The CEDAR priorites for HepML are:
- To develop a standard XML format for the parameters of Monte Carlo event generators. This should allow the state of a generator to be configured, catalogued and reproduced. See GeneratorSchema for more details.
- To develop an XML format for I/O of HepData experimental data records. See HepDataSchema for more details.
In developing these we have made some UtilitySchemas which may be used by both the HepDataSchema and GeneratorSchema. There is some duplication here with schemas developed under the LCG HepML namespace and we will work to bring these into line in a common set of schemas.
In addition to a format definition, the schema provides optional elementary data validation, e.g.
- Enumeration constraints applied to the value of an attribute, for example, units quoted for a measurement of Energy should be GeV, MeV, eV, etc.
- Unique constraints; for example a <code>generatorSettings</code> element should contain only one parameter of a certain type with a specific name.
The whole schema set will be developed in tandem with other HepML schemas such as those for Les Houches accord information exchange between generators, generators event records and other utlities. The central documentation for this is on these CERN wiki pages.

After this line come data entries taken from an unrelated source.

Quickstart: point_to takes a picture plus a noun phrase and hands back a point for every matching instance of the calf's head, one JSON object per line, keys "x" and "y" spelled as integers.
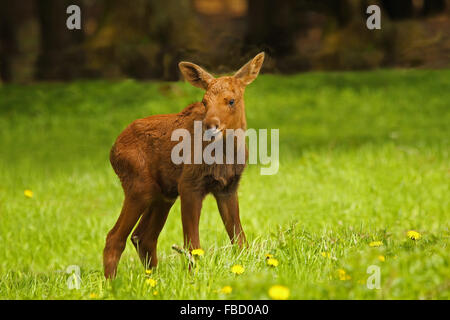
{"x": 224, "y": 96}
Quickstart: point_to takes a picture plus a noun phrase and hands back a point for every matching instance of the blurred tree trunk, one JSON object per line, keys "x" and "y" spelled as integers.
{"x": 433, "y": 6}
{"x": 272, "y": 26}
{"x": 8, "y": 38}
{"x": 398, "y": 9}
{"x": 61, "y": 55}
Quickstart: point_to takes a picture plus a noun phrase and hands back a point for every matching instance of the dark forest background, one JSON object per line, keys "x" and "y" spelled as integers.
{"x": 145, "y": 39}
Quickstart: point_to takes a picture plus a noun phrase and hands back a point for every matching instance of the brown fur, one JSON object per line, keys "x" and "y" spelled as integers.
{"x": 141, "y": 157}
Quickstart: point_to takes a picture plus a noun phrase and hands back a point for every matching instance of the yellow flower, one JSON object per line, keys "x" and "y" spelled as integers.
{"x": 28, "y": 193}
{"x": 376, "y": 243}
{"x": 343, "y": 275}
{"x": 151, "y": 282}
{"x": 278, "y": 292}
{"x": 413, "y": 235}
{"x": 197, "y": 252}
{"x": 237, "y": 269}
{"x": 272, "y": 262}
{"x": 226, "y": 290}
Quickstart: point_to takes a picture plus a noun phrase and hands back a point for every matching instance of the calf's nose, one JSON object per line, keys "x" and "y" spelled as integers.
{"x": 212, "y": 123}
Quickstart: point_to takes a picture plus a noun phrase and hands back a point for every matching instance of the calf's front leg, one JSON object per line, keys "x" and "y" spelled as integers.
{"x": 228, "y": 205}
{"x": 191, "y": 205}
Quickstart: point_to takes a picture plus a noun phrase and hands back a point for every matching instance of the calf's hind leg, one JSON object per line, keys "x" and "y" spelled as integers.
{"x": 145, "y": 236}
{"x": 136, "y": 202}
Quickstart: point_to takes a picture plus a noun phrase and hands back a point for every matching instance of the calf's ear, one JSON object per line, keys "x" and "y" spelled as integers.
{"x": 250, "y": 70}
{"x": 195, "y": 75}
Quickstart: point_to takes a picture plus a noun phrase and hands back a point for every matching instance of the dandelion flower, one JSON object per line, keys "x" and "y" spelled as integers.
{"x": 376, "y": 243}
{"x": 28, "y": 193}
{"x": 272, "y": 262}
{"x": 237, "y": 269}
{"x": 413, "y": 235}
{"x": 197, "y": 252}
{"x": 278, "y": 292}
{"x": 343, "y": 276}
{"x": 151, "y": 282}
{"x": 226, "y": 290}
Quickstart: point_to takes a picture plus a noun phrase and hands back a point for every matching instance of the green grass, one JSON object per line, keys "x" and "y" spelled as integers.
{"x": 364, "y": 157}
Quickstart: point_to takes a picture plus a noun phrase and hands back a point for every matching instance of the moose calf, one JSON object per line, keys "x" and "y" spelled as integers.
{"x": 141, "y": 158}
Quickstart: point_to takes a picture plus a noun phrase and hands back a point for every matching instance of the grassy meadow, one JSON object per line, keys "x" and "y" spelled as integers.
{"x": 364, "y": 158}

The following diagram illustates the current structure of the CEDAR HepML schema and how it is used to define, for example, generator specific schema (diagram not yet updated for merger with LCG).
The top level schema hepml.xsd defines separate namespaces under which independent development can take place. It is planned to create a central namespace where stable and widely agreed schema can eventually be placed.
The HepML schema can beused either on its own to validate a HepML document or it can be used to derive schemas which are restricted versions of the HepML schema which in turn can be used to validate the type of HepML document that the restricted schema is designed for.
The Pythia generator is always run with one random number seed. This is specified using one instance of the "seed" element in the pythia HepML output file (see for example pythia6.xml). The Herwig generator can be run with up to two random seeds. This is specified using two instances of the "seed" element in the herwig HepML output file (see herwig.xml). The top-level HepML schema (hepml.xsd) specifies that the output HepML file should contain a maximum of two "seed" elements. Therefore, with respect to the "seed" element both the pythia and herwig output files will validate against the top-level HepML schema. However it may be desirable to validate the pythia output file against a schema which explicitly requires that there is only one instance of the "seed" element. This is done by defining a new schema (for example pythia6.xsd) which inherits all the definitions from the top-level HepML schema (hepml.xsd) but in addition restricts the "seed" element to just one occurance. In the same way a herwig specific schema (for example fherwig.xsd) can be created to restrict the "seed" element to up to two occurances. A Pythia HepML file will validate against the Pythia schema but not the Herwig schema. Similarly, the Herwig output HepML file will validate against the Herwig schema but not the Pythia schema. However, both will validate against the HepML schema.
Any HepML document will always validate against the top-level HepML schema and the restricted schemas only contain restrictions on the elements which are already defined in the top-level HepML schema. Any extensions that need to be made are done so by making additions to the current subschemas or defining a new subschema.
A brief discussion of the various schemas and subschemas is now given.
HepML top-level schema
Here is the XML schema defining the top-level hepml element and its possible contents:
See the discussion about reactions and particles in HepML at
XML Schema Validation
One quick way to validate an XML document against a Schema is to download the Xerces2 Java-based XML parser and run the dom.Writer class from the command line. There is also a C++-based Xerces XML parser.
A simpler, and equally quick, way is to use a good XML editor such as Oxygen.
HepML in action
The links below show where HepML is currently used in the HEP community
- HZSteer: The generator parameters for Herwig and Pythia can be written in HepML, using the routines HZHRWXML and HZPYTXML
- Jetweb: Generator information read and processed using HepML. The relevant classes are in
- cedar.jetweb.xml (they also do AIDA I/O for histograms).
Working on the HepML project
If you have any suggestions for the enhancement of the HepML project or indeed you are interested in working on the project itself then please feel free to contact the HepML project team at hepml@….
CEDAR HepML and LCG HepML Namespaces
Currently these two namespaces are independent under a top level schema. As things progress, the LCG and CEDAR developers will attempt to make use of commonalities and remove duplication as and when it is appropriate.